Mineral County sheriff looks to a year of change and success


MINERAL COUNTY — Over the past year, Mineral County has watched as the newly elected sheriff and his department took the first year to develop policies, review regulations and procedures throughout the department, reassess patrols and work with the community to increase safety throughout the county.

Now, with his first year behind him, Mineral County Sheriff Terry Wetherill and his team are looking toward a year of change, education, and further success. The first thing the department will do this year is say goodbye to Mineral County Undersheriff Chris Snell. Snell was sworn into office alongside Wetherill but has decided it is time for him to spend more time with family.

“We are actively seeking to hire a new undersheriff and are looking for someone with experience. I hope to find a seasoned law enforcement individual that wants leadership opportunities and to serve with community policing. It’s important to seek those things for a community like Creede,” said Wetherill. 

In addition to hiring an undersheriff, the department is also looking to hire a Victims Advocate.

“This position is very important for our department and would be a department head position. We are looking for someone who can lead the victims advocate team here in Mineral County,” Wetherill said.

The department recently welcomed Deputy Cody McCutcheon, who came to Mineral County straight out of the academy and is looking forward to serving the community he calls home. 

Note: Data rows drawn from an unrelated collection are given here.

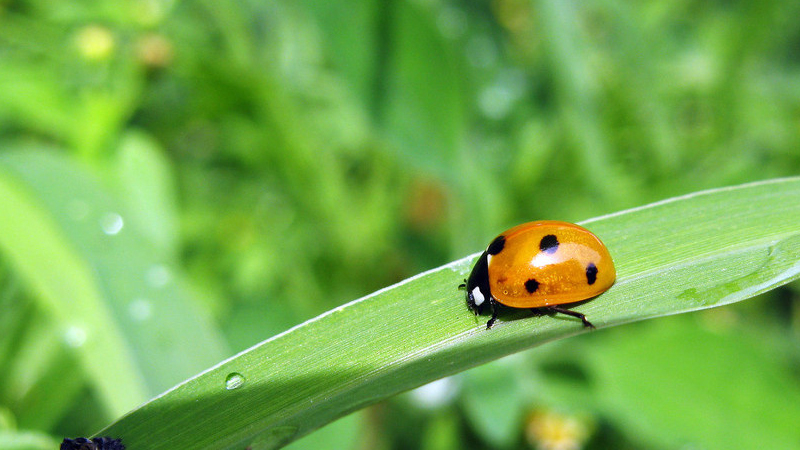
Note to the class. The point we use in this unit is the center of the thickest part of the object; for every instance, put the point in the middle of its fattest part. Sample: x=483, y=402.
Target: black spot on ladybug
x=549, y=244
x=497, y=245
x=100, y=443
x=591, y=273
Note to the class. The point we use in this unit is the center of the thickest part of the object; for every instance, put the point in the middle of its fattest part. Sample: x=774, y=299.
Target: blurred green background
x=180, y=180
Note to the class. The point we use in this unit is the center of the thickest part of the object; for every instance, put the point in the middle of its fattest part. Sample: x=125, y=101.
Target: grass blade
x=684, y=254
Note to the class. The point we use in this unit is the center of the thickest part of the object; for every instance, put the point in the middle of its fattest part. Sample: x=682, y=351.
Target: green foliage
x=268, y=161
x=672, y=257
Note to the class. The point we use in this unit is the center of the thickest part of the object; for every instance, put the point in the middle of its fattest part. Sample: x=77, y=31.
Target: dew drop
x=75, y=336
x=140, y=309
x=234, y=380
x=111, y=223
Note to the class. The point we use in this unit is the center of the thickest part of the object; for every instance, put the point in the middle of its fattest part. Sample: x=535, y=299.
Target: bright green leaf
x=680, y=255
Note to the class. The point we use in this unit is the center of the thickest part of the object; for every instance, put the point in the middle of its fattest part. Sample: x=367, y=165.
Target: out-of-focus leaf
x=685, y=254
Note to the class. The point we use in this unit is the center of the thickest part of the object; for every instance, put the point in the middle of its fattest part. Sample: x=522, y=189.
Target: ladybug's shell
x=549, y=263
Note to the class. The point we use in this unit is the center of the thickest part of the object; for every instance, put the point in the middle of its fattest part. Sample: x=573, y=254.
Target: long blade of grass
x=702, y=250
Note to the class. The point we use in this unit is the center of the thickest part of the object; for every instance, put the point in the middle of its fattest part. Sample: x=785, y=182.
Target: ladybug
x=540, y=265
x=99, y=443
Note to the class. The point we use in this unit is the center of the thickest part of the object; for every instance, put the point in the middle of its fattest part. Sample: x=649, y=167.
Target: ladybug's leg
x=491, y=321
x=586, y=323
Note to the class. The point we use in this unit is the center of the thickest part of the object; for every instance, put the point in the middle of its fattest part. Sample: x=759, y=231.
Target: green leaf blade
x=676, y=256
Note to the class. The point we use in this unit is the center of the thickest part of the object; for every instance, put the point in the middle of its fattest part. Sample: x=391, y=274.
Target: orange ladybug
x=540, y=264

With these changes underway, 2024 is also shaping up to be a year of reaching goals.

“We are working really well with the Creede School (District) on enhancing their safety procedures and plans,” Wetherill said. “We are working with new safety officer Brian Eubank to develop plans that will work for the district to make things much more secure should anything ever happen.”

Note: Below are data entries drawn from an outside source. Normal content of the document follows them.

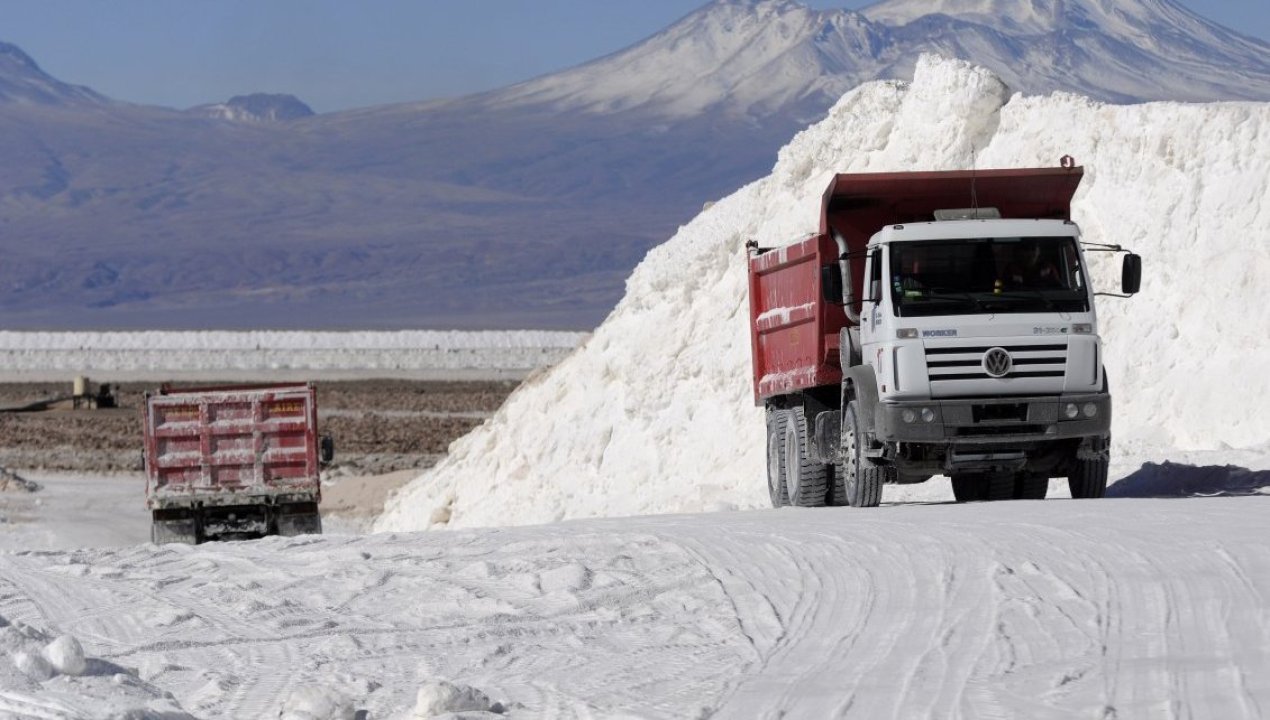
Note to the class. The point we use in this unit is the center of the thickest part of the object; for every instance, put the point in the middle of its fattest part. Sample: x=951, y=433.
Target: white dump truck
x=937, y=324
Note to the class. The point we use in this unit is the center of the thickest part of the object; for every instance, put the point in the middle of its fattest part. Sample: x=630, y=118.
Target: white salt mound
x=66, y=655
x=33, y=666
x=437, y=697
x=654, y=413
x=316, y=704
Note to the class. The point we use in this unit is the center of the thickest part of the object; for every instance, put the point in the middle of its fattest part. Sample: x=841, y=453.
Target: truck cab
x=982, y=337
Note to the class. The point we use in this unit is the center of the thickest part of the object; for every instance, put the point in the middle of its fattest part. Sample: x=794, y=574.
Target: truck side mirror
x=1130, y=274
x=831, y=283
x=327, y=450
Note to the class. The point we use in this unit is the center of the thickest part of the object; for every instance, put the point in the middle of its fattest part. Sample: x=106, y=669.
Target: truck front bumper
x=992, y=420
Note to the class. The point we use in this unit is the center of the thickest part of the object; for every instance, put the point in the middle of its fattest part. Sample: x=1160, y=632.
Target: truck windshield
x=987, y=274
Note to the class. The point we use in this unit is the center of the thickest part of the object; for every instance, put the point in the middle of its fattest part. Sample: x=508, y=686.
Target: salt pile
x=53, y=356
x=654, y=413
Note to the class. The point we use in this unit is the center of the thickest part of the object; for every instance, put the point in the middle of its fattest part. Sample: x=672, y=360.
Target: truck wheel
x=859, y=481
x=776, y=420
x=805, y=478
x=1030, y=486
x=1089, y=478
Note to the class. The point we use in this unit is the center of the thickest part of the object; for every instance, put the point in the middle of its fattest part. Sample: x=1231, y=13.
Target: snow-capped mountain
x=22, y=81
x=523, y=207
x=762, y=57
x=257, y=108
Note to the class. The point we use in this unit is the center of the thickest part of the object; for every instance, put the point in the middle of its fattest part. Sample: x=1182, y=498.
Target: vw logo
x=997, y=362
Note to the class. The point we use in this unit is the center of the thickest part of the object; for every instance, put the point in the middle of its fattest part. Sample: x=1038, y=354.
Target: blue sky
x=343, y=53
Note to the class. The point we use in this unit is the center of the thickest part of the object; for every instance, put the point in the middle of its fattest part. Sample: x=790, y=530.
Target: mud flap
x=168, y=526
x=299, y=518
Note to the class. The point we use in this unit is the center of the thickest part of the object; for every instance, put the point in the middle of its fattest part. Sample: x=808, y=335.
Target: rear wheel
x=1089, y=478
x=805, y=478
x=776, y=420
x=859, y=481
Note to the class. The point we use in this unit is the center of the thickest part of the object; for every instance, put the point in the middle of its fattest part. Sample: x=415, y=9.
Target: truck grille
x=965, y=362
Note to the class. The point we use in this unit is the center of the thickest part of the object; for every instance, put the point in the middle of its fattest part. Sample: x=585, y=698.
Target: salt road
x=1058, y=608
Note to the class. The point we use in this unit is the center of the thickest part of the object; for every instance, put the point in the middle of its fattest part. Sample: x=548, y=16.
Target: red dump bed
x=241, y=445
x=794, y=332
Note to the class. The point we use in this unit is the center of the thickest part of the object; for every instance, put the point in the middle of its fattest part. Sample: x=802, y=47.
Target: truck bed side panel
x=233, y=446
x=794, y=332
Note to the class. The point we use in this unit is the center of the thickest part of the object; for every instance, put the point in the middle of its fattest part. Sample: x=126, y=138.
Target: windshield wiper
x=1030, y=295
x=944, y=293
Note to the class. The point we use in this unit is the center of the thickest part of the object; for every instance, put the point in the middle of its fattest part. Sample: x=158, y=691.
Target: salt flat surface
x=1058, y=608
x=219, y=354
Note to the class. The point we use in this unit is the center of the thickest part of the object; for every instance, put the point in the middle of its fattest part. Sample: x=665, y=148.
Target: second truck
x=936, y=324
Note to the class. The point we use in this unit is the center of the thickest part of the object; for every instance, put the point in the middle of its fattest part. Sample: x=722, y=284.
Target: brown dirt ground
x=379, y=426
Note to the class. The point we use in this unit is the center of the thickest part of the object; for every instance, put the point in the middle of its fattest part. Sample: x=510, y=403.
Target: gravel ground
x=379, y=426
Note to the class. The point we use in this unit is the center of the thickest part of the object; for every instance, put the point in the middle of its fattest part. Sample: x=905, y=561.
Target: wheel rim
x=851, y=456
x=791, y=465
x=774, y=467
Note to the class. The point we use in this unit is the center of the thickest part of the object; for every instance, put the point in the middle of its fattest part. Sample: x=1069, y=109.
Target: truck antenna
x=974, y=175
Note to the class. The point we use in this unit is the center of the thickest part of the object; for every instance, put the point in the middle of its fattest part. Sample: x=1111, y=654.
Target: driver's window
x=875, y=274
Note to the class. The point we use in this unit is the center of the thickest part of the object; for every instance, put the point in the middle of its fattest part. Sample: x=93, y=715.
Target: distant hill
x=523, y=207
x=257, y=107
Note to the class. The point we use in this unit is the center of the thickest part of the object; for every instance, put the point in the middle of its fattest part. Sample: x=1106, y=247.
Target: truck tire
x=805, y=478
x=857, y=481
x=776, y=420
x=1089, y=478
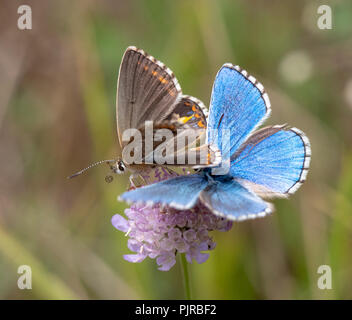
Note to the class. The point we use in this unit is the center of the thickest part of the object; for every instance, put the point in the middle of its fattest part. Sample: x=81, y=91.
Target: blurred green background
x=57, y=115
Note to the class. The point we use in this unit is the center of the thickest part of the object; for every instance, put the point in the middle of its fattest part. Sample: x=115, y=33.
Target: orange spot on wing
x=163, y=80
x=200, y=124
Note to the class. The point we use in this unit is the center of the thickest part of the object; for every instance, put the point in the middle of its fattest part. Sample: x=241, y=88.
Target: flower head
x=160, y=232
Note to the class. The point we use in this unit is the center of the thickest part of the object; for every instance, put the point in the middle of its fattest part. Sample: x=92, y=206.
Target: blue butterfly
x=271, y=162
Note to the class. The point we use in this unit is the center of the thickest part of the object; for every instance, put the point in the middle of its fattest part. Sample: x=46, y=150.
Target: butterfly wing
x=181, y=192
x=231, y=200
x=238, y=104
x=148, y=91
x=274, y=161
x=189, y=112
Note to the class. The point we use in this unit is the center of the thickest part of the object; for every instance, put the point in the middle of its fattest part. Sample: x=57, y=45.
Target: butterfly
x=270, y=162
x=148, y=92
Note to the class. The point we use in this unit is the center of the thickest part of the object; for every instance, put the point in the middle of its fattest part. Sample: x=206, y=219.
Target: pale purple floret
x=160, y=234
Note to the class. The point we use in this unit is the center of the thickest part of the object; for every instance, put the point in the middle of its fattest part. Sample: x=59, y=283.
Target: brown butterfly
x=149, y=93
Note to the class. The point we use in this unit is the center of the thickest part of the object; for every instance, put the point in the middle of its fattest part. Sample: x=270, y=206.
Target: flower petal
x=120, y=223
x=135, y=258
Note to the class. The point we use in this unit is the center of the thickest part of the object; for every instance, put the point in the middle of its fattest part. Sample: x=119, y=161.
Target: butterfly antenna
x=92, y=165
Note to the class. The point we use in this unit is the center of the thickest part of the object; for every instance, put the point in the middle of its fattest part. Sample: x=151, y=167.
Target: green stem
x=186, y=278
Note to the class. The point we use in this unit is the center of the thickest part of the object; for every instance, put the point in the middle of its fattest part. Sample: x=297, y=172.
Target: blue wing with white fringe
x=227, y=198
x=238, y=104
x=181, y=192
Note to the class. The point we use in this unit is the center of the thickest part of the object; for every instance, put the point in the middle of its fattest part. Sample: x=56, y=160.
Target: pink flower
x=161, y=233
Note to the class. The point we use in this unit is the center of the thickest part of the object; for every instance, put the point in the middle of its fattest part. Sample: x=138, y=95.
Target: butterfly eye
x=121, y=166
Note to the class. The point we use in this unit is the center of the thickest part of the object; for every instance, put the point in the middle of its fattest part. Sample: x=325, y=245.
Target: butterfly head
x=118, y=167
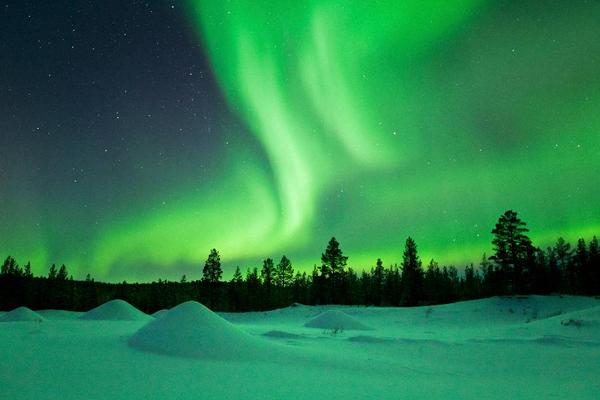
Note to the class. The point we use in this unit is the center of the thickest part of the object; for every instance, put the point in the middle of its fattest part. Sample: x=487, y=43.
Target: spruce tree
x=594, y=260
x=266, y=275
x=412, y=274
x=333, y=262
x=62, y=274
x=284, y=273
x=53, y=272
x=27, y=271
x=582, y=268
x=212, y=272
x=377, y=282
x=512, y=248
x=563, y=255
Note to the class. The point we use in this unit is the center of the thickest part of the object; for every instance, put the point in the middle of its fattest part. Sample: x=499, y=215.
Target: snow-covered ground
x=499, y=348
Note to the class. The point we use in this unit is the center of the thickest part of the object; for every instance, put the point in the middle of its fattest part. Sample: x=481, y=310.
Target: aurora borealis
x=137, y=136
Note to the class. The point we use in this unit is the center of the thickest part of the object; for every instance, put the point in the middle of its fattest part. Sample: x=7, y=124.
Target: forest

Wetherill has been working with Mineral County Emergency Manager Clint Leggitt to increase security at the Mineral County Courthouse by looking into safety plans and practices to further secure the courtroom.

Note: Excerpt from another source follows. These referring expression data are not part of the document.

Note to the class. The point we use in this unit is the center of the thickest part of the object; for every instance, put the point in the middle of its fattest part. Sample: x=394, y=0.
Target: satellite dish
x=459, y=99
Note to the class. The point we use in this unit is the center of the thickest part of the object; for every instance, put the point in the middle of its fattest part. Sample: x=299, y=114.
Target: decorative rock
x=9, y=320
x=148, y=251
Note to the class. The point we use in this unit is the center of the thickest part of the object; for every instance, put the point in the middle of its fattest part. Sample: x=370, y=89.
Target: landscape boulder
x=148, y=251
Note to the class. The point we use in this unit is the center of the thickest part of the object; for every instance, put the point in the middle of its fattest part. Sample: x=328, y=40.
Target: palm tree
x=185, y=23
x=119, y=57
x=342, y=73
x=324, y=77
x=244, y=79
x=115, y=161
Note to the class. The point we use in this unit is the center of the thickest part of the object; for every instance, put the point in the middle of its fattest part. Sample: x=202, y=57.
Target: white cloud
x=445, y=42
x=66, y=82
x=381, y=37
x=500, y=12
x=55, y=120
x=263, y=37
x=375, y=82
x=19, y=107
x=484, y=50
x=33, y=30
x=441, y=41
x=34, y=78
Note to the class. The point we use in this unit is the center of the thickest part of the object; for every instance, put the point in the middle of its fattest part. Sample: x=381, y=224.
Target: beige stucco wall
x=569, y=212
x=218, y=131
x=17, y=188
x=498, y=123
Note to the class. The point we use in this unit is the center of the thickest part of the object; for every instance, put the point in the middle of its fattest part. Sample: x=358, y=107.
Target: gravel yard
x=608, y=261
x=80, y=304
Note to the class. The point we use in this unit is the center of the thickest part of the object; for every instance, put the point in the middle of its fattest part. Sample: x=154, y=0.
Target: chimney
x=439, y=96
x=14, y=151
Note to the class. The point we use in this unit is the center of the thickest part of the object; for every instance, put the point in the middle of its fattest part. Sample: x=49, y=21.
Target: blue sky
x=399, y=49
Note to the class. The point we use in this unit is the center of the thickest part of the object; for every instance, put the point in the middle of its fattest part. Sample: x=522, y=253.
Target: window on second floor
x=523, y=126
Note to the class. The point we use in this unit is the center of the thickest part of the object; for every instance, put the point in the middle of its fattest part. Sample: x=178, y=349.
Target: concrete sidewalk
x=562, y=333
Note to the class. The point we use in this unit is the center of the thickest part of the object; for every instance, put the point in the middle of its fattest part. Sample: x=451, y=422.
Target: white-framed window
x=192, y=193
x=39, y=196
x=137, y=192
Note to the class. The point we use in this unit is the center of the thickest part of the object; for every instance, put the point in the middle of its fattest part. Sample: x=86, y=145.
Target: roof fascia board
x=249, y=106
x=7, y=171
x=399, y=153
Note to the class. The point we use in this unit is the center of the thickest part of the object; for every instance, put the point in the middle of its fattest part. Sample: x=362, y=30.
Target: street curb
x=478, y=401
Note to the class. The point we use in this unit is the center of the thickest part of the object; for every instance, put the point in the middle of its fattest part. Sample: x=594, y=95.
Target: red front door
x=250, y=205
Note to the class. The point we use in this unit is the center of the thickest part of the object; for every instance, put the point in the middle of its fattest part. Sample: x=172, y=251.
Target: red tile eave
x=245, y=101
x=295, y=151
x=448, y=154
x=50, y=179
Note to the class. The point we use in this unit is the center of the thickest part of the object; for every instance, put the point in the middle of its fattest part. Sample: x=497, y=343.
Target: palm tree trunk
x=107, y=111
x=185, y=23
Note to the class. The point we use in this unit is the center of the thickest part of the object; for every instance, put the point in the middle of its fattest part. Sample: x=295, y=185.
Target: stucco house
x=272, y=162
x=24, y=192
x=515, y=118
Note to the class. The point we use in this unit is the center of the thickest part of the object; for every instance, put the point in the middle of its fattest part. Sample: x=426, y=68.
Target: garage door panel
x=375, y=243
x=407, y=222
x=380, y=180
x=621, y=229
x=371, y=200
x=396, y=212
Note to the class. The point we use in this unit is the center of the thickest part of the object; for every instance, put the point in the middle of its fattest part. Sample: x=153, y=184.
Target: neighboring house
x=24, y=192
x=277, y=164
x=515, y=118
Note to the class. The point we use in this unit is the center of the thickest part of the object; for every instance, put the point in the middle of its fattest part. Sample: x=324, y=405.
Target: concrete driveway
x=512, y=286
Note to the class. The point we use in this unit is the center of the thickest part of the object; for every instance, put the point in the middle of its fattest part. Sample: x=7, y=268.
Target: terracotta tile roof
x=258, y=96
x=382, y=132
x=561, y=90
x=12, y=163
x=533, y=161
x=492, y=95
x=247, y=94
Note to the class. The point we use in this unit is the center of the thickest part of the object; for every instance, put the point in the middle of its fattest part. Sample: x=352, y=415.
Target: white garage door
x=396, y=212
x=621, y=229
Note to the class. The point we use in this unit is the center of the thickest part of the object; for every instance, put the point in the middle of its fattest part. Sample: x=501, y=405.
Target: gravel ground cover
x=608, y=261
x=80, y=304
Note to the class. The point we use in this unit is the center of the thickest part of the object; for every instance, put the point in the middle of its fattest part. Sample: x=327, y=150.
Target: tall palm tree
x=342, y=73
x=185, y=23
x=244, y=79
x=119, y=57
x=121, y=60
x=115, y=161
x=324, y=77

“We are looking at safety plans, working drills and are making progress on modifications to ensure safety,” Wetherill said.

As a reminder to the community, Wetherill ask people to be vigilant in their community and neighborhoods.

“We did have some minor theft issues last year and even this year, but all were resolved because we have a great community that speaks up. If you see something, say something,” he said.

“There are also some scams going on out there and they are online and through text. If you are ever wondering if something is too good to be true, it probably is. We are here to help, so if you have questions about the legitimacy of something you’re considering, come on in. Talk to us. We would love to help you determine if what you are getting into is legal and won’t leave you in a bad situation.”

Wetherill also spoke about the importance of being prepared when heading out into the backcountry no matter the time of year.

“We had two fatalities last year that we assisted with and unfortunately it was a lack of situational awareness. Be educated. Ask questions and please let people know where you are going and when you plan to return. Look out for yourself and your people,” Wetherill said.